Kryo and FST Serialization

Using efficient Java serialization (Kryo and FST) in Dubbo

Table of contents

  • Serialization talk
  • Enable Kryo and FST
  • Register the class to be serialized
  • No parameter constructor and Serializable interface
  • Serialization performance analysis and testing
    • test environment
    • Test script
    • Comparison of byte sizes generated by different serializations in Dubbo RPC
    • Comparison of response time and throughput of different serializations in Dubbo RPC
  • future

Serialization talk

dubbo RPC is the core high-performance, high-throughput remote call method in the dubbo system. I like to call it a multiplexed TCP long connection call. Simply put:

  • Long connection: avoiding the need to create a new TCP connection each time, improving the response speed of the call
  • Multiplexing: A single TCP connection can alternately transmit multiple request and response messages, reducing the waiting idle time of the connection, thereby reducing the number of network connections under the same concurrent number and improving system throughput.

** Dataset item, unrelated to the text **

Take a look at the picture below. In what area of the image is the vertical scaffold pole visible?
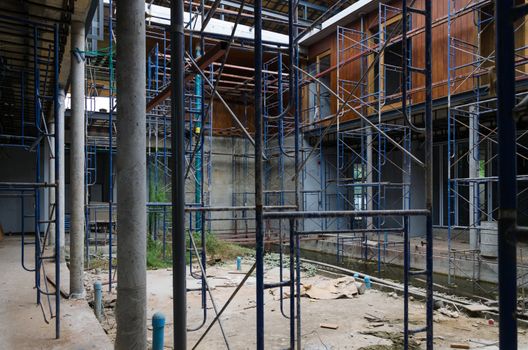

dubbo RPC is mainly used for remote calls between two dubbo systems, especially suitable for Internet scenarios with high concurrency and small data.

Serialization also plays a vital role in the response speed, throughput, and network bandwidth consumption of remote calls, and is one of the most critical factors for us to improve the performance of distributed systems.

In dubbo RPC, multiple serialization methods are supported at the same time, for example:

  1. Dubbo serialization: Ali has not yet developed a mature and efficient java serialization implementation, and Ali does not recommend using it in a production environment
  2. Hessian2 serialization: Hessian is a cross-language efficient binary serialization method. But here is actually not the original hessian2 serialization, but the hessian lite modified by Ali, which is the default serialization method enabled by dubbo RPC
  3. JSON serialization: There are currently two implementations, one is to use Ali’s fastjson library, and the other is to use the simple json library implemented by dubbo, but the implementation is not particularly mature, and the text sequence of json The serialization performance is generally not as good as the above two binary serializations.
  4. Java serialization: It is mainly implemented by using the Java serialization that comes with the JDK, and the performance is not ideal.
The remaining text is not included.